The bare naming of the drug rolled up the curtain before the whole tragedy which had been suggested by the portrait in the library; it explained every detail of this wild night except her presence here practically alone with the crazed young man. It accounted for her objection to waiting in the drugstore; it solved the mystery of her fear of the city shadows. Had he suspected this, he would no more have allowed her to go up those stairs alone than he would have permitted her to go unescorted into the cell of a madman.

"I 'm sorry for him," he murmured. "Then he has gone straight to Mott Street?"

"I 'm afraid so. He has been there once before."

"The habit has been long upon him?"

"It is inherited. This is the third generation," she admitted, turning her head aside in shame.

"But he himself—"

"Only after his father's death. The father feared this and watched him every minute. He died thinking the danger was passed, but he left me a prescription which had been of help to him. It was given him by our old family physician who has since died. Mr. Barstow knew Dr. Emory and so has always prepared it for me."

"How long this last time did he go without the drug?"

"It is three months since the first attack. This medicine tided him over five days. He was nervous to-night and begged me to go out to dinner with him. I 'm afraid it was unwise—the lights and the music excited him."

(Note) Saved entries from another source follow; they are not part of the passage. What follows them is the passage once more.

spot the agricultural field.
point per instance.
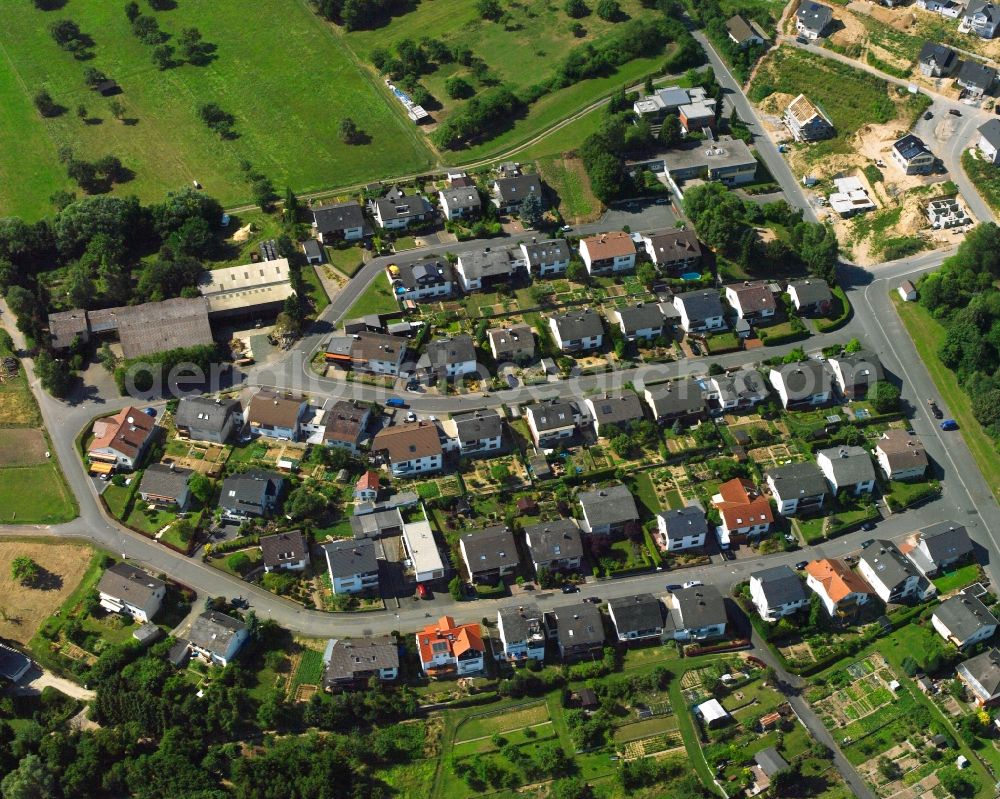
(286, 114)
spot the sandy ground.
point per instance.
(22, 610)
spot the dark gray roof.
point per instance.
(135, 586)
(610, 505)
(161, 480)
(639, 612)
(283, 548)
(554, 540)
(780, 585)
(964, 615)
(490, 548)
(347, 558)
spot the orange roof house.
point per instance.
(447, 648)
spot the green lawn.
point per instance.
(287, 89)
(926, 333)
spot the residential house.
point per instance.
(460, 202)
(673, 250)
(126, 589)
(981, 675)
(681, 528)
(806, 122)
(854, 373)
(165, 486)
(797, 487)
(554, 545)
(577, 331)
(810, 296)
(677, 401)
(743, 33)
(515, 343)
(753, 301)
(613, 414)
(608, 253)
(696, 614)
(488, 267)
(208, 418)
(345, 424)
(607, 511)
(642, 321)
(701, 311)
(777, 592)
(338, 222)
(247, 495)
(912, 156)
(841, 591)
(489, 554)
(901, 455)
(352, 564)
(509, 192)
(550, 422)
(352, 662)
(446, 648)
(746, 513)
(288, 551)
(938, 547)
(409, 449)
(936, 60)
(636, 618)
(989, 140)
(217, 637)
(121, 441)
(812, 19)
(577, 629)
(847, 468)
(964, 620)
(426, 279)
(806, 383)
(547, 257)
(522, 633)
(277, 414)
(889, 572)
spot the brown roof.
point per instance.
(609, 245)
(271, 409)
(406, 442)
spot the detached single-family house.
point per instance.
(489, 554)
(777, 592)
(681, 528)
(577, 331)
(607, 511)
(352, 662)
(447, 649)
(636, 618)
(889, 572)
(208, 418)
(126, 589)
(288, 551)
(217, 637)
(522, 633)
(901, 455)
(841, 591)
(353, 565)
(409, 449)
(964, 620)
(797, 487)
(608, 253)
(700, 310)
(801, 384)
(847, 468)
(554, 545)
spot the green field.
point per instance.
(286, 78)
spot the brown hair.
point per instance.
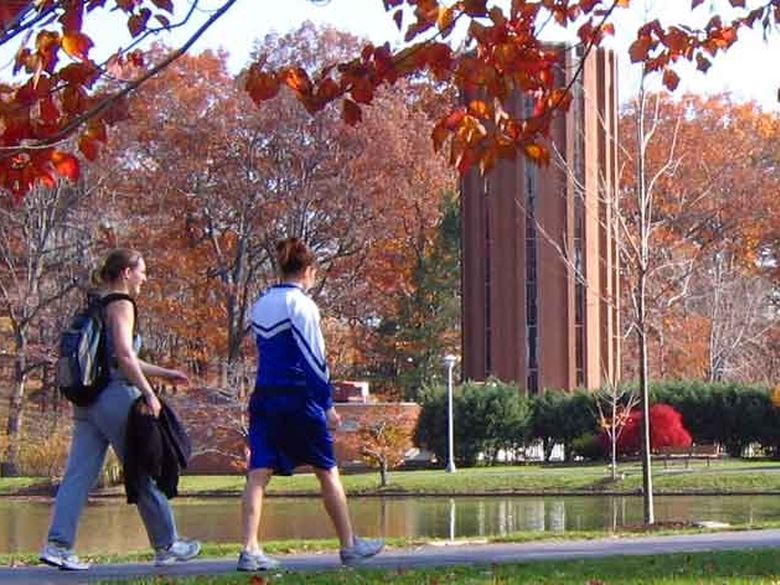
(293, 256)
(115, 262)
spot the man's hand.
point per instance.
(334, 420)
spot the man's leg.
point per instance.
(335, 501)
(252, 507)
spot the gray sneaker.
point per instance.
(62, 558)
(258, 561)
(360, 550)
(179, 551)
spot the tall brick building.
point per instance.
(540, 264)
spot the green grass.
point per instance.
(732, 568)
(15, 485)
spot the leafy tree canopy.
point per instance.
(63, 97)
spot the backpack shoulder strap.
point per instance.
(105, 300)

"But you have n't been here alone with him?"

"There is Marie."

"Two women alone with a man in that condition—it is n't safe."

"You don't understand how good he has been. He has struggled hard. He has allowed me to lock him up—to do everything to help him. He has never been like this before."

"It is n't safe for you," he repeated. "Are there no relatives I may summon?"

"None," she answered. "I am his cousin—his sister by adoption. There are no other relatives."

"No friends?"

"I would rather fight it out alone," she answered firmly. "I don't wish my friends to know about this," she added hastily, as though to avoid further discussion along this line.

"It was careless of me to leave the door open as I went in."

"It was lucky for you. He might have—"

"Don't!" she shuddered.

He waited a moment.

"You are brave," he declared, "but this is too big a problem for you to manage. He should have been placed in the hands of a physician."